As more terror modules adopt privacy-preserving technologies, traditional surveillance such as phone tapping, metadata collection, and email intercepts have become less effective. This should force law enforcement agencies to rethink investigative architectures.
Threema is reportedly banned in India (under Section 69A of the Information Technology Act, 2000), yet the suspects seem to have continued using it via VPNs and foreign proxies. This suggests that bans alone may not stem the misuse of such apps, especially by sophisticated operators. Investigators need advanced capabilities such as being able to track private servers, reverse engineer encrypted networks, and apply memory forensics to trace such modules. Standard device seizures may not be sufficient without specialised technical expertise.
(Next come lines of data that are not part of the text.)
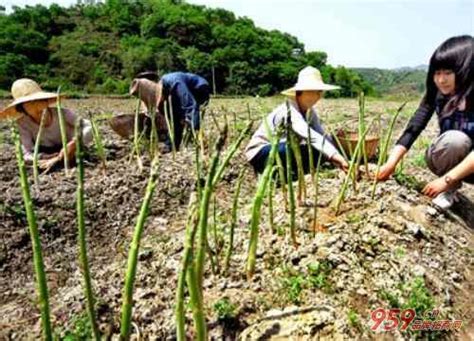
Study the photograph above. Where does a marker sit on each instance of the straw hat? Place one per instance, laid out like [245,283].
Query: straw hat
[148,91]
[26,90]
[309,79]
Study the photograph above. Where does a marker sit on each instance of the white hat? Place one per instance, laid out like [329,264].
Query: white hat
[26,90]
[309,79]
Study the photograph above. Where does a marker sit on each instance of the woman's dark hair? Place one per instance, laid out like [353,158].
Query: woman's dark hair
[455,54]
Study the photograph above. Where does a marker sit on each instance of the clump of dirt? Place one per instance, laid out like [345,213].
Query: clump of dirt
[394,250]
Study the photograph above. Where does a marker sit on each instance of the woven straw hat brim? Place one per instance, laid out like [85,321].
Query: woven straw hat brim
[308,87]
[11,112]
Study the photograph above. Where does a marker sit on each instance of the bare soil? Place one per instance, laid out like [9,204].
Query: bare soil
[373,247]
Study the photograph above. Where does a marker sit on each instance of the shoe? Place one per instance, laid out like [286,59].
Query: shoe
[446,199]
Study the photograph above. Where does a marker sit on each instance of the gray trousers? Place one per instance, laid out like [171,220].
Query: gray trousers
[447,151]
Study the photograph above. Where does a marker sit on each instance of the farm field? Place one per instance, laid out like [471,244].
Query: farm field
[394,250]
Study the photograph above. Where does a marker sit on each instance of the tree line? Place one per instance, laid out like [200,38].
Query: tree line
[98,48]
Moreover, if a link to external handlers (such as the JeM) is proved to be true, this attack may be part of a wider network. The level of planning and security discipline shown suggests not a lone cell, but a well-trained, possibly transnational, group.
What are some policy solutions?
There are multiple policy and strategic solutions to strengthen counter-terrorism capabilities and posture. First, is to build a dedicated digital forensics teams. There is a necessity to establish and expand teams skilled in encrypted-platform analysis, server forensics, and memory dumping to recover ephemeral data. The government should invest in units that specifically monitor misuse of E2EE platforms, anonymising services, and VPN exit nodes for potential terror tradecraft.
Secondly, self-hosted communication infrastructure needs to be regulated. The state needs to craft regulatory frameworks mandating private servers hosting communication platforms to comply with lawful access obligations, while balancing privacy rights. Cooperation with technology providers needs to be encouraged in order to enable lawful interception under strictly controlled, judicially-supervised processes.
Third, legal frameworks need to be enhanced. For example, counter-terrorism laws need to be updated so that it explicitly addresses threats posed by encrypted, decentralised communication. Introduce or refine digital dead-drop detection mechanisms in investigations. Law enforcement should be trained to look for shared accounts, draft-only mailboxes, and similar tradecraft.
Fourth, community and institutional engagement needs to be prioritised. The fact that the suspects were reportedly doctors from a university is deeply concerning; such institutions need support to detect radicalisation early. Counter-radicalisation programs tailored to highly educated recruits may be deployed. Modules operating in professional spaces (doctors, academics) are often less visible, but may wield more technical or ideological sophistication.
And finally, international collaboration needs to be strengthened. Given the possible transnational nature (encrypted apps, private servers, cross-border funding) of the attack, the state should deepen cooperation with foreign intelligence and law enforcement agencies. It should also encourage tech diplomacy, and engage with countries where encrypted-messaging apps like Threema are based to explore lawful but privacy-respecting access to self-hosted infrastructure linked to terror cases. There should also be public awareness about how modern terror cells operate.
What next?
The Red Fort blast investigation illustrates how modern terrorist modules are evolving rapidly. They no longer rely solely on brute force or mass propaganda — they are integrating advanced digital tradecraft with traditional radicalisation and operational planning.
These developments resonate strongly with academic insights into extremist behaviour in the digital age. As violent actors become more technically adept, states too must adapt — not just by strengthening brute-force capacity, but by cultivating sophisticated, multidisciplinary intelligence, cyber-forensics, and legal tools.
For India — and democracies globally — this case is a sobering reminder that the next frontier in counter-terrorism is not just on the physical terrain, but also in encrypted, decentralised, and deeply private digital spaces. If we are to safeguard our cities and societies, we must meet this threat not only on the streets and borders, but also on servers and in code.
The author is a retired Additional Director General of the Indian Coast Guard.